Assuming your amount of numbers can always be divided exactly by K (so not 13 numbers in sets of 4), it is correct.
Through sorting, you get the most similar numbers as close to each other as possible, obviously. The question is, if numbers are moved to bring the worst placed value in a set with closer values, does that make the maximum difference smaller?
The answer is no. When sorted, the only values at the left of the of number are equal or lower, the number that would move to the left would be surrounded by lower values. Of the two numbers that caused the maximum difference, at least one would get an even worse partner, meaning your max distance would become higher. It works the same way with the higher numbers to the right.
[lowest, low, low, x] distance1 = x-lowest
[y, high, high, highest] distance2 = highest-y
[lowest, low, low, y] distance3 = y-lowest
[x, high, high, highest] distance4 = highest-x
Since x < y (let's assume they're not equal since swapping would be pointless), distance3 > distance1 and distance4 > distance2, meaning things got worse.
It works the same way if you place a higher value there.
No matter how off a number is, putting another number at that spot will make them more off.
Another option is to move the whole subset one space left:
[lowest, low, low, y]
[high, high, highest, x]
But this is actually the same result as swapping.
So that's how it works with 2 sets.
With three sets:
[lowest, low, low, x]
[lowM, lowM, highM, highM]
[highM, y, high, highest]
Swapping x and y is the same as earlier.

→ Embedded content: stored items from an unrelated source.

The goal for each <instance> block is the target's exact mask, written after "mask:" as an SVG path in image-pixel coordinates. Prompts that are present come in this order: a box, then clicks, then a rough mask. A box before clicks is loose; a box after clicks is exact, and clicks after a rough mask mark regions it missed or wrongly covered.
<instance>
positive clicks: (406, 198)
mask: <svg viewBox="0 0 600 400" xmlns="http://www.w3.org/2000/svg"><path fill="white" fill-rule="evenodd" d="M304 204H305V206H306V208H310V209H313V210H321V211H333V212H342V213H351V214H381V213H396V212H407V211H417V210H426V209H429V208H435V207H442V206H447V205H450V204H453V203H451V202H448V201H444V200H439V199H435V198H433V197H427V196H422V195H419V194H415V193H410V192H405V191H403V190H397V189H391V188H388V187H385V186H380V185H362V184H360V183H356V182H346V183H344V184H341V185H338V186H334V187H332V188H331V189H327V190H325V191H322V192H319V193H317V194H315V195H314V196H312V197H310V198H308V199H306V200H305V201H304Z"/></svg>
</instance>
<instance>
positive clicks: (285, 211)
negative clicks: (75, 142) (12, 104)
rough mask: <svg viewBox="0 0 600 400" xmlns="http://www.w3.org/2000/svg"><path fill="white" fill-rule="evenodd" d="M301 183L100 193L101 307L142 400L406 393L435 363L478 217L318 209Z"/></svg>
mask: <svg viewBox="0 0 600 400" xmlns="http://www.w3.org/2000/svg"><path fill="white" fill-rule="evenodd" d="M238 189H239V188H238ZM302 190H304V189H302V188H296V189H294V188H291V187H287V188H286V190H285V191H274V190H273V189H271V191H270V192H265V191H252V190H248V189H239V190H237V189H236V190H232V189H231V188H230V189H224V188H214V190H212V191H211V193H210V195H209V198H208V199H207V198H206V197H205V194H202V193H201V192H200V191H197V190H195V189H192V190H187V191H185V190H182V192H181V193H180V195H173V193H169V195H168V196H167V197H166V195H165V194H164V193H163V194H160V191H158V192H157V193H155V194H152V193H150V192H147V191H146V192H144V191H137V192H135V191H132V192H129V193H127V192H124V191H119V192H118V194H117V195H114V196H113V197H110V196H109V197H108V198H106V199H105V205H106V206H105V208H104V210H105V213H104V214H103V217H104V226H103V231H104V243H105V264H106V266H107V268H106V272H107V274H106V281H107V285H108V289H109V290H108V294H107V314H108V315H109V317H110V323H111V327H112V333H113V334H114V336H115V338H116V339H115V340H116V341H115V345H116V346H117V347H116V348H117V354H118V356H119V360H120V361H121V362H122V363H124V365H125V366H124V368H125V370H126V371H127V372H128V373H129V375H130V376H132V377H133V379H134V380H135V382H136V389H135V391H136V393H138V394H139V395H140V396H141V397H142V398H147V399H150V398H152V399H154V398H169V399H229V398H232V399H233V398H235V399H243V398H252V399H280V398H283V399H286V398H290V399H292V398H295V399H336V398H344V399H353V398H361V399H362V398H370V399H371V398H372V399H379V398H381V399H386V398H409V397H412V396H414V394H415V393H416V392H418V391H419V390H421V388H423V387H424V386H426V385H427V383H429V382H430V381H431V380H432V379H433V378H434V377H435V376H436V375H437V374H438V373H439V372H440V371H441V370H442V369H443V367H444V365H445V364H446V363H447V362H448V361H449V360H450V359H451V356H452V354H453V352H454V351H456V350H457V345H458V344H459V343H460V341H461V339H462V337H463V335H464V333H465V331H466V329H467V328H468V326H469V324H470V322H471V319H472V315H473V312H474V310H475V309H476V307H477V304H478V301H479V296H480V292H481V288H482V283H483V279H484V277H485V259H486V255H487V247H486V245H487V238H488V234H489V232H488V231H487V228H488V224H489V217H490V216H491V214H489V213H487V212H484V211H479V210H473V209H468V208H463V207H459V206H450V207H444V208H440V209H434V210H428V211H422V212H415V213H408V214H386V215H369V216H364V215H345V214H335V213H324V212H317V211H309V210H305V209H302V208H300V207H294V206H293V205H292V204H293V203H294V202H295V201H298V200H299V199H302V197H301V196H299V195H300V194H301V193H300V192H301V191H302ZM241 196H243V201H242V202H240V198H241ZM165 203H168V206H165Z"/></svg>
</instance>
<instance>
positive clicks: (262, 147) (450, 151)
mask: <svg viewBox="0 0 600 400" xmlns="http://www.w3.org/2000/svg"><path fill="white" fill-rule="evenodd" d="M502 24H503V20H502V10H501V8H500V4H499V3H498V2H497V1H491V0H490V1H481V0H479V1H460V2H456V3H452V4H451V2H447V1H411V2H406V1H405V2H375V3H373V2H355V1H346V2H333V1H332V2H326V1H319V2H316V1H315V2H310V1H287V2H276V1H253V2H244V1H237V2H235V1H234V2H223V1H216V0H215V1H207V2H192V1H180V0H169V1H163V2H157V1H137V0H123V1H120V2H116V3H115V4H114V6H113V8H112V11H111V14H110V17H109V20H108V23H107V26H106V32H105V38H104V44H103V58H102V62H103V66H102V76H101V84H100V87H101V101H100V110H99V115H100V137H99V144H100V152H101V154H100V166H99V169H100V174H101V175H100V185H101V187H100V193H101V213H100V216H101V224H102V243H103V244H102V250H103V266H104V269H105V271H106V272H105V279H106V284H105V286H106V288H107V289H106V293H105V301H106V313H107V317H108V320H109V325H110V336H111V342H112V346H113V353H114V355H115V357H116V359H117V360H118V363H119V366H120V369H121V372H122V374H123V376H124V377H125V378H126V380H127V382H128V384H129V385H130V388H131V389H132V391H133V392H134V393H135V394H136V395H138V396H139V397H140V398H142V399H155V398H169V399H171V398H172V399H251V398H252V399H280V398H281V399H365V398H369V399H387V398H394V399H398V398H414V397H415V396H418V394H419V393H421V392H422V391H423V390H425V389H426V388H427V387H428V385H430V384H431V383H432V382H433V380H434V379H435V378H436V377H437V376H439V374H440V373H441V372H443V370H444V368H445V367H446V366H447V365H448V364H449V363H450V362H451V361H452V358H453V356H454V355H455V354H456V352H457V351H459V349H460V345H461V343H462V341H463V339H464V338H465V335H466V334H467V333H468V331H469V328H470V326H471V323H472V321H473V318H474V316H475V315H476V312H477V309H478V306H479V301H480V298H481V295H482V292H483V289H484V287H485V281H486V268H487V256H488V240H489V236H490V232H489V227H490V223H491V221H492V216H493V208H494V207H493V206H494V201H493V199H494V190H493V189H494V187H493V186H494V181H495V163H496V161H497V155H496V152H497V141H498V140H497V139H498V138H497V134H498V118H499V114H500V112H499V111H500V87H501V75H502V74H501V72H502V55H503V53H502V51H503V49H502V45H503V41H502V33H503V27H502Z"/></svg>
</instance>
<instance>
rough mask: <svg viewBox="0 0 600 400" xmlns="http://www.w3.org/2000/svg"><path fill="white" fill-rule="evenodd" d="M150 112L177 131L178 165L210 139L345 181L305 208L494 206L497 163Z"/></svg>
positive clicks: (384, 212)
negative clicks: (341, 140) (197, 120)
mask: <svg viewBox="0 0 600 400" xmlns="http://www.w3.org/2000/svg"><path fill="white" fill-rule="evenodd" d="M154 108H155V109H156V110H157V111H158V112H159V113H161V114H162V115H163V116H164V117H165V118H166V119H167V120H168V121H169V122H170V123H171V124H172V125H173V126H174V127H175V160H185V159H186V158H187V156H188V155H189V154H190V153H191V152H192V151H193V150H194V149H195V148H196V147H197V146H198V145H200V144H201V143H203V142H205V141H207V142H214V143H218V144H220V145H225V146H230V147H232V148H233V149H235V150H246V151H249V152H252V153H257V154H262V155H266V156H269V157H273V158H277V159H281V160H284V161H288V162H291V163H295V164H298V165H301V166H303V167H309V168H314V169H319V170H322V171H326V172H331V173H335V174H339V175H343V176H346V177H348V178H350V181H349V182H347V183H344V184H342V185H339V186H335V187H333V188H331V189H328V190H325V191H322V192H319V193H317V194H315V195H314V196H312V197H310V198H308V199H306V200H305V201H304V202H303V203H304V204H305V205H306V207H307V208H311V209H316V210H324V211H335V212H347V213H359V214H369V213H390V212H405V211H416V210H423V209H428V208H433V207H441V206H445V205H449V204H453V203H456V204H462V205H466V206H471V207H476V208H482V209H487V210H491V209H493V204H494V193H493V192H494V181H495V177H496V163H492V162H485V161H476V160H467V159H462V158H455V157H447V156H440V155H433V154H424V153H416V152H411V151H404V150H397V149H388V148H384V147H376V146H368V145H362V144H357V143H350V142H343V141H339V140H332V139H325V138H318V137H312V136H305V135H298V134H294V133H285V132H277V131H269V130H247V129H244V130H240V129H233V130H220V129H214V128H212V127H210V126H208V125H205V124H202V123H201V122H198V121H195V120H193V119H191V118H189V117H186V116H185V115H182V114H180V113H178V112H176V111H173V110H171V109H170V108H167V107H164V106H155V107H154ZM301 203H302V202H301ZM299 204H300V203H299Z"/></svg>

Even if x is very similar or even equal to the bottom left high (if the middle lows and highs are actually equal), y is still higher than x, making the difference to lowest greater, and x is further away from highest.
Moving a bunch of numbers forwards:
[lowest, low, lowM, lowM]
[highM, highM, highM, y]
[x, highM, high, highest];
Perhaps the biggest difference was between highM and highest, and that distance is now removed. But since you can only move it away from highest by placing an even lower value there, you're always making it worse. The highest distance highest-highM is now highest-x, and x < highM.
It still works the other way round as well. Had there been a next set, highM could be swapped with a higher number closer to highest, but this would place highM with even higher numbers causing an even greater difference.
So yes, sorting the data and then splitting it in equal parts always gives you the minimal maximum difference, because changing the sorted sets always gives worse results.
Note: If the numbers are not dividable by K, it gets way more complicated, you'll have to figure out the worst set and see if you can move its highest or lowest number to a next or previous set without making another set a worse difference. The rule that you can only swap low numbers with high numbers is removed, since you can swap them with no-numbers, so proving things about that is a whole new level.